Tutto ha origine nella lavorazione. Generalmente questi cappelli erano realizzati in pelliccia animale che veniva trasformata in feltro. Prima che ciò avvenisse, era necessario rimuovere tutti i peli. Prima del XVII secolo il processo avveniva mediante l’utilizzo di urina umana dei malati affetti da sifilide. Come mai? Perché durante quel periodo la sifilide era curata con il cloruro mercurico che era perfetto per lavorare le pelli in modo eccellente.

Con il passare del tempo il processo produttivo si trasformò radicalmente: si smise di usare urina e al suo posto si iniziarono ad usare vasche calde di nitrato mercurico [Hg(NO3)2], che risultava decisamente più performante nella resa e quindi nella lavorazione dei cappelli in feltro.

Gli effetti tossici

In realtà, come spesso accade, la velocità non va d’accordo con la salute. Il nitrato mercurico, infatti, si rivelò ben presto altamente tossico per i lavoratori. Il sintomo più manifesto era il tremore delle mani che fu definito Uno dei primi sintomi era un caratteristico tremore delle mani, conosciuto proprio come il tipico “tremore del cappellaio”.

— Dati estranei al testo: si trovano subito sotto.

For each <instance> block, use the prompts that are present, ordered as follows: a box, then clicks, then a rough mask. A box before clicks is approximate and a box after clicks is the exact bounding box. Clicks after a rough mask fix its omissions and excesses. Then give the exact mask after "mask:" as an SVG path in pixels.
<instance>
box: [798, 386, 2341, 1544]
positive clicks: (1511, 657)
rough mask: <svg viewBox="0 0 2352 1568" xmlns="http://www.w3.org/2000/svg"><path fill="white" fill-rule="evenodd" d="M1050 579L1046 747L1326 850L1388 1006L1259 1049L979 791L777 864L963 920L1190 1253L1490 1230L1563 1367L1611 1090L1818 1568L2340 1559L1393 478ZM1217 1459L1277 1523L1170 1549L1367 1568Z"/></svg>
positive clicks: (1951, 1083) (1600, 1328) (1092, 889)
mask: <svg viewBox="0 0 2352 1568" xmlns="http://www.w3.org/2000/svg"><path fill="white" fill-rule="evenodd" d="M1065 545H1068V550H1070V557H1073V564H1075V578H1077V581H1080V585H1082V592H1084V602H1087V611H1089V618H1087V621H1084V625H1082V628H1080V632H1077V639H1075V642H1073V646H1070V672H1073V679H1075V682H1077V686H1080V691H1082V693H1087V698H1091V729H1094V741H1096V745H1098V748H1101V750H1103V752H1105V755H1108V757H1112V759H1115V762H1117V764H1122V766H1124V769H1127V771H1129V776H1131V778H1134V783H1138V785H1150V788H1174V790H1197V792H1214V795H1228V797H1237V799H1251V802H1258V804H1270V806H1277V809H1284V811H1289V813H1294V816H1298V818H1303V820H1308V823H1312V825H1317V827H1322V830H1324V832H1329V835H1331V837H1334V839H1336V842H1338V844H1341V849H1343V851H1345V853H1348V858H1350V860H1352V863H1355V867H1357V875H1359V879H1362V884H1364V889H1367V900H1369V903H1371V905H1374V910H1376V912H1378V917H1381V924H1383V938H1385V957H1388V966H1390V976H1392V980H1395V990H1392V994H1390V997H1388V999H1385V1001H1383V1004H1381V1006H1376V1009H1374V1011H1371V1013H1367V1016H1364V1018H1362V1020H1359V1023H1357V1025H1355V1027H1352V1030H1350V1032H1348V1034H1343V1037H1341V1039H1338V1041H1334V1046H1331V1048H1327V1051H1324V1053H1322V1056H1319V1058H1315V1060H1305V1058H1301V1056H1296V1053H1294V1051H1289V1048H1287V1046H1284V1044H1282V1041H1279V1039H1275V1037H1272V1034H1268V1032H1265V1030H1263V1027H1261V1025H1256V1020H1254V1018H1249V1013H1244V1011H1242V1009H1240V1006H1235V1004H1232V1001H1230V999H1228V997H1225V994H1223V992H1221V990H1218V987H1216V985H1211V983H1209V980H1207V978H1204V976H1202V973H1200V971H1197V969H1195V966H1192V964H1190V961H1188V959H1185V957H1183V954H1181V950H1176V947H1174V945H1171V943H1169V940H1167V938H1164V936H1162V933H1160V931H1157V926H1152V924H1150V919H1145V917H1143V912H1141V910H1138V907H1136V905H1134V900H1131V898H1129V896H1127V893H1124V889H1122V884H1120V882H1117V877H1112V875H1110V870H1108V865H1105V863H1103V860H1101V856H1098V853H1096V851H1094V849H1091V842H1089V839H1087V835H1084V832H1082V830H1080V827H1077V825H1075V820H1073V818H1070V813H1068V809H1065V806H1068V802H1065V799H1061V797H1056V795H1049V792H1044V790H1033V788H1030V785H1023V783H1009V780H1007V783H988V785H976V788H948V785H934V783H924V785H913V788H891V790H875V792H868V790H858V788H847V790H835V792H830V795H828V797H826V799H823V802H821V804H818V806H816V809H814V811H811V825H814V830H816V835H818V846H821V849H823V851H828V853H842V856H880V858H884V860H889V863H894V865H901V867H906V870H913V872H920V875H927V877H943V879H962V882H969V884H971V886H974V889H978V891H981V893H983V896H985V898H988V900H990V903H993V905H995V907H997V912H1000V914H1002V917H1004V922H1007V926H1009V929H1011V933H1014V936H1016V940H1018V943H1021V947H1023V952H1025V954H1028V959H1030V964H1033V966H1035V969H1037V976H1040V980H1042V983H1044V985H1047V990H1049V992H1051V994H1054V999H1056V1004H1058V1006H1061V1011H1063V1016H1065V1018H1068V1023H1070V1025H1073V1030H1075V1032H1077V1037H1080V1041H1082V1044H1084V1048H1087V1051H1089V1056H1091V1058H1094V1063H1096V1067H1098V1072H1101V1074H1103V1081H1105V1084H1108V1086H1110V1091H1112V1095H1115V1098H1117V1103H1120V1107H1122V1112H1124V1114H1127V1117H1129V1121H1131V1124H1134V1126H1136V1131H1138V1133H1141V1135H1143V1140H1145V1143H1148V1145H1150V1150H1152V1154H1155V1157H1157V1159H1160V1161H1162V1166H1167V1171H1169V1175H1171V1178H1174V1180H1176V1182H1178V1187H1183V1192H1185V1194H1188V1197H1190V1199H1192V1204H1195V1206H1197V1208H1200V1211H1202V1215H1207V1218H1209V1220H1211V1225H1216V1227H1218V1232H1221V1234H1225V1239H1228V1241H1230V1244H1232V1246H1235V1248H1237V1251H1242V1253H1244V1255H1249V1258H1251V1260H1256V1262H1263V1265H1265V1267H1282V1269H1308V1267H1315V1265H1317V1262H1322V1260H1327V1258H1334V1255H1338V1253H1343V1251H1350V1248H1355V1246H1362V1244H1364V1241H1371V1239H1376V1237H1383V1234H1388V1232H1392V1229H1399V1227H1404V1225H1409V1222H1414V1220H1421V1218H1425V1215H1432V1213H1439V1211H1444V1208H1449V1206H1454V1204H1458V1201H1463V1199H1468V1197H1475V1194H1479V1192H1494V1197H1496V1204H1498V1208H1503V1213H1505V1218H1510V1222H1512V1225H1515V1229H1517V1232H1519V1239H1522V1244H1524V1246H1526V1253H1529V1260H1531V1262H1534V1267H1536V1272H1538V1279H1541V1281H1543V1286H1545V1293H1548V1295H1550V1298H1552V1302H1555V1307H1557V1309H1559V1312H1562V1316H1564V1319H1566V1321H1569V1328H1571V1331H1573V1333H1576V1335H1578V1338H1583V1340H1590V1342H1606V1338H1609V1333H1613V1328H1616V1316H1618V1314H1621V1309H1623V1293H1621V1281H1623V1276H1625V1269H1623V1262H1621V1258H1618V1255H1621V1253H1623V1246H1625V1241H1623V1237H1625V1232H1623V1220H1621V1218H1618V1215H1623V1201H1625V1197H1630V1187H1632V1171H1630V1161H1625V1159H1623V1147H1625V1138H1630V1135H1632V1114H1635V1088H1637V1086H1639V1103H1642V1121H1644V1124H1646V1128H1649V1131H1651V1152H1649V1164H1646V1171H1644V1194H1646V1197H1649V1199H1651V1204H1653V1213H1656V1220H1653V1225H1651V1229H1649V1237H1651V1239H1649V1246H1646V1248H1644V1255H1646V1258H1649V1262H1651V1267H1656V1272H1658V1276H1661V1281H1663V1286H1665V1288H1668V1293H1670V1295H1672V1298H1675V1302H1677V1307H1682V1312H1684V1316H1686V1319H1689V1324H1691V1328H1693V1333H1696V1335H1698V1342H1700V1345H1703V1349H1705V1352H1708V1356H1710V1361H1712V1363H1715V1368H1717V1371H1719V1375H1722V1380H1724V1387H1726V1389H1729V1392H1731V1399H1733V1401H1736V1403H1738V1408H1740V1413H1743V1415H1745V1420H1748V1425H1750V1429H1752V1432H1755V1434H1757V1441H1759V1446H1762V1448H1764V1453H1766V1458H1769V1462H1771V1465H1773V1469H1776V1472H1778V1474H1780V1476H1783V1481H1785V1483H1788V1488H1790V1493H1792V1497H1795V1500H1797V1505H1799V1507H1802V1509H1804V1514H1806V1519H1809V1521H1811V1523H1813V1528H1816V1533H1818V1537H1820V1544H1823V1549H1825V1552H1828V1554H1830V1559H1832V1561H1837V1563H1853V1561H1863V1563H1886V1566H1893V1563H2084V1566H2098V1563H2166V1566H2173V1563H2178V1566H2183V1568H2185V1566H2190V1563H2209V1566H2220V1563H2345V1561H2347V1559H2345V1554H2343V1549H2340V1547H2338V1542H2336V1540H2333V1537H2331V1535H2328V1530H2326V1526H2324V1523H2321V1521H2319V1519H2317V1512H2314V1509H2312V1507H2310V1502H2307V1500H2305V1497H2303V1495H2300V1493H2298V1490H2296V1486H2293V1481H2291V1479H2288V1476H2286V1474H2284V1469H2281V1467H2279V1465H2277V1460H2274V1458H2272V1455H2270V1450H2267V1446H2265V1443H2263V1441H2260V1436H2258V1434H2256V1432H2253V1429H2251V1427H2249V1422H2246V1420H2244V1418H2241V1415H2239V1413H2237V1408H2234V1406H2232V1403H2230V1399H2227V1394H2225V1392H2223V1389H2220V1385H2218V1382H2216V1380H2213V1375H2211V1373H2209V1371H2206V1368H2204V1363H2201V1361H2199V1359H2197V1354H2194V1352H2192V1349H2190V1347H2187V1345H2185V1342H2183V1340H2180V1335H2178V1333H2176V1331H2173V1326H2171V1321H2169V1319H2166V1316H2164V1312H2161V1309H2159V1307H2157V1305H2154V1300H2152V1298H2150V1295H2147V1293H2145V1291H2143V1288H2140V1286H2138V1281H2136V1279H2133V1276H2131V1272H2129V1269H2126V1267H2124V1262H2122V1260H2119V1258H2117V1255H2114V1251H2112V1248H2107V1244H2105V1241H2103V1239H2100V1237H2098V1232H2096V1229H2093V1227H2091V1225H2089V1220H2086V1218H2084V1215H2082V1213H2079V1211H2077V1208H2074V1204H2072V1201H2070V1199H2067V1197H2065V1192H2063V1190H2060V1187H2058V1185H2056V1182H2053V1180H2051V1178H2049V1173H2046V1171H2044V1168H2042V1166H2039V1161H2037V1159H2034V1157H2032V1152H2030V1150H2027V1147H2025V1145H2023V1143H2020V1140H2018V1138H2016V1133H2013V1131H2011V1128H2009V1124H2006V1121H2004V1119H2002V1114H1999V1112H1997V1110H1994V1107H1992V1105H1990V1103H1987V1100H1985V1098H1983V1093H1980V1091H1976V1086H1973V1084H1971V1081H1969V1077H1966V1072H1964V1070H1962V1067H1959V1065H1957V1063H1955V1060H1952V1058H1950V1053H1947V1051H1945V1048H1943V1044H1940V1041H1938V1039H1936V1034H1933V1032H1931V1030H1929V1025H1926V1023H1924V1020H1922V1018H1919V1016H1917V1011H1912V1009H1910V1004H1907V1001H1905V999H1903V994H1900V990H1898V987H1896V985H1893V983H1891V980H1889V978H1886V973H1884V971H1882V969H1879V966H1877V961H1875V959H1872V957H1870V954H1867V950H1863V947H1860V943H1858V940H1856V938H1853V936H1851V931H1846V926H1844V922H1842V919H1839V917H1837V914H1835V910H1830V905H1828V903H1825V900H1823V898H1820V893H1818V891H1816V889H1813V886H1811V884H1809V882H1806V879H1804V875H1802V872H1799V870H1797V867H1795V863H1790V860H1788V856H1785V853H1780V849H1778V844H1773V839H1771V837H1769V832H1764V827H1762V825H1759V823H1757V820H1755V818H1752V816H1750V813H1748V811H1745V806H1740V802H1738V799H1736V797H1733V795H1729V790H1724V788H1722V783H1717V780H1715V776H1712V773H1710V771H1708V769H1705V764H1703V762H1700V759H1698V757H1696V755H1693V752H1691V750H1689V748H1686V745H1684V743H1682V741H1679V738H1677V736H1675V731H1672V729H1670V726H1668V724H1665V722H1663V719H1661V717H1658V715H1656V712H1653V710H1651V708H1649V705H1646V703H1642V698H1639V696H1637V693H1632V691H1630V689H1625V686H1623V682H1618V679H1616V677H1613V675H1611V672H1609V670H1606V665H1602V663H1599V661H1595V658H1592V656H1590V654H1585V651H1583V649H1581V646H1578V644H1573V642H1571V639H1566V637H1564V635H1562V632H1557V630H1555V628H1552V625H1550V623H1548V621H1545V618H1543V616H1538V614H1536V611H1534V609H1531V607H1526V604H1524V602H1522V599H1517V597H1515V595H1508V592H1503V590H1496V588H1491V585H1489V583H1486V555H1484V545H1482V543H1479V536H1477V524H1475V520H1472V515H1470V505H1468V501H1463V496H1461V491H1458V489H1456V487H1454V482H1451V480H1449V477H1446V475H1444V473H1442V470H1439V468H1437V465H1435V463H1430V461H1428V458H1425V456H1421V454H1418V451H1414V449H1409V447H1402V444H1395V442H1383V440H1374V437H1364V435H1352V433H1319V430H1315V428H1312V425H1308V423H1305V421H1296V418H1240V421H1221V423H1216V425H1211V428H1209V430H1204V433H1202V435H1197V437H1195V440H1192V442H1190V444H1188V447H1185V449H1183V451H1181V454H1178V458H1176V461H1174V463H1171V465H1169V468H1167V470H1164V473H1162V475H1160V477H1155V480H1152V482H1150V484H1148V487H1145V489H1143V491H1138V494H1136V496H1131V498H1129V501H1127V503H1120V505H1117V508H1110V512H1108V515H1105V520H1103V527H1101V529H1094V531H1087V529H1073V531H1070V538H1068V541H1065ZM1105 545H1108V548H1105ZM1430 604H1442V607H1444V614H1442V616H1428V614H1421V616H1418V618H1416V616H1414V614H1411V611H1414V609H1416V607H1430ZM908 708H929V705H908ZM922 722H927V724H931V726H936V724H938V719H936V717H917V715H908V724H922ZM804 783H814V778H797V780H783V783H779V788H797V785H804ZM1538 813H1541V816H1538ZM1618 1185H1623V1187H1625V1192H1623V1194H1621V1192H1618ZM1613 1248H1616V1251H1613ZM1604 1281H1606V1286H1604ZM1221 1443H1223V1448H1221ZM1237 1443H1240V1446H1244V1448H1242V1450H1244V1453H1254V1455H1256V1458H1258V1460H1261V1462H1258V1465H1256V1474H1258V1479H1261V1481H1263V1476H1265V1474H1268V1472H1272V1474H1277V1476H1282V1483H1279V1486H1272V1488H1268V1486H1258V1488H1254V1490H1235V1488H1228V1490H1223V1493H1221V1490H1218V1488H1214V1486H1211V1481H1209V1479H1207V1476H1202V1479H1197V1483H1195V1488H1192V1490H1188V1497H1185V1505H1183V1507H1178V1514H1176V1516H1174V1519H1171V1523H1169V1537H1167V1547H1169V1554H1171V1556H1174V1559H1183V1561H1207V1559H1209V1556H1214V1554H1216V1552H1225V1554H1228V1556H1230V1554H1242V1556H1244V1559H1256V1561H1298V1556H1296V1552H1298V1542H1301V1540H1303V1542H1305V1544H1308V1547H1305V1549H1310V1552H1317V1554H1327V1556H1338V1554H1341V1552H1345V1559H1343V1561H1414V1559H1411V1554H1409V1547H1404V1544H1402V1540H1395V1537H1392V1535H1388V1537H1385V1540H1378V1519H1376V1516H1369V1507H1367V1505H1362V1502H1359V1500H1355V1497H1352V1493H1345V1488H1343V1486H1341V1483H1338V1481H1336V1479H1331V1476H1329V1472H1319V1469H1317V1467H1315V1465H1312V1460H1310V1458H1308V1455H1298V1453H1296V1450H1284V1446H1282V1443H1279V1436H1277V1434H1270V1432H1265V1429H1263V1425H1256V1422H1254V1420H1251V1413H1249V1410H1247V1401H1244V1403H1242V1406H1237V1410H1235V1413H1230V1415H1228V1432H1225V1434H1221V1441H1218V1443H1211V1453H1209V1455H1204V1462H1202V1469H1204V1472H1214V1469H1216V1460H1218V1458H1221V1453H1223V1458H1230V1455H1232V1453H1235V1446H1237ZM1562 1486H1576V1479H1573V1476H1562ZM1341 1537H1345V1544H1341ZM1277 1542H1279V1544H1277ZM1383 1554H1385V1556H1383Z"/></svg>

Ma non è tutto. Da lì a poco iniziarono ad emergere altri sintomi psico-somatici che coinvolgevano anche il linguaggio disarticolato, l’instabilità emotiva, le allucinazioni diurne e notturne e addirittura la morte. Ecco, quindi spiegato il motivo della famosa locuzione “cappellaio matto”.

Perché si è persa traccia della sindrome del cappellaio matto?

La tecnologia l’avanzamento delle conoscenze scientifiche e infine le innovazioni hanno permesso di superare la sindrome del cappellaio matto. Certo, non è avvenuto subito. Ancora negli anni ’30 del ‘900 si notava una eccessiva timidezza a livello comportamentale tra chi ne era afflitto, oltre a una certa tendenza all’autoisolamento. A partire dagli anni ’40, però, si decise di vietare il mercurio per i rischi connessi alla salute. Al suo posto si stabilì di utilizzare il perossido di idrogeno.